One of the nice things about my job is that I get to work one-on-one with seniors who are interested in doing independent work in history. I am finishing up a project with one of my students on how the Civil War was commemorated here in Charlottesville between 1880 and 1920 and beginning the process of working with a student to formulate a project for next year. This student wants to explore how Civil War soldiers responded to the horrors of war witnessed in the aftermath of battle. We still need to nail a few things down, including the question of whether to look at this question over time or in response to one particular battle.
Luckily this student is excited to get started and even broached the idea of doing some reading over the summer. I’ve decided to assign Drew Faust’s recent book on death and the Civil War, which should provide a helpful context in which to understand the cultural parameters of death in the nineteenth century. Other studies that I am thinking about include Eric T. Dean’s Shook Over Hell, the section on Fredericksburg’s wounded by George Rable, and Joe Glatthaar’s chapter, “To Slaughter One Another Like Brutes” in General Lee’s Army.

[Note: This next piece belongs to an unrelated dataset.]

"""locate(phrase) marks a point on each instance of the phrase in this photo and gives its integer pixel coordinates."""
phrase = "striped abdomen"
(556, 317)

My student is going to spent significant time collecting archival material at UVA, but I want him to do a good amount of reading in the relevant secondary sources. Obviously, there is plenty of material out there that can be utilized for such a project; however, I am looking for secondary sources (battle/campaign studies, unit histories, biographies) where the historian goes beyond the descriptive and provides some kind of analysis. If you have something in mind please share it with me even if it is a single book title, journal or magazine essay. Thanks.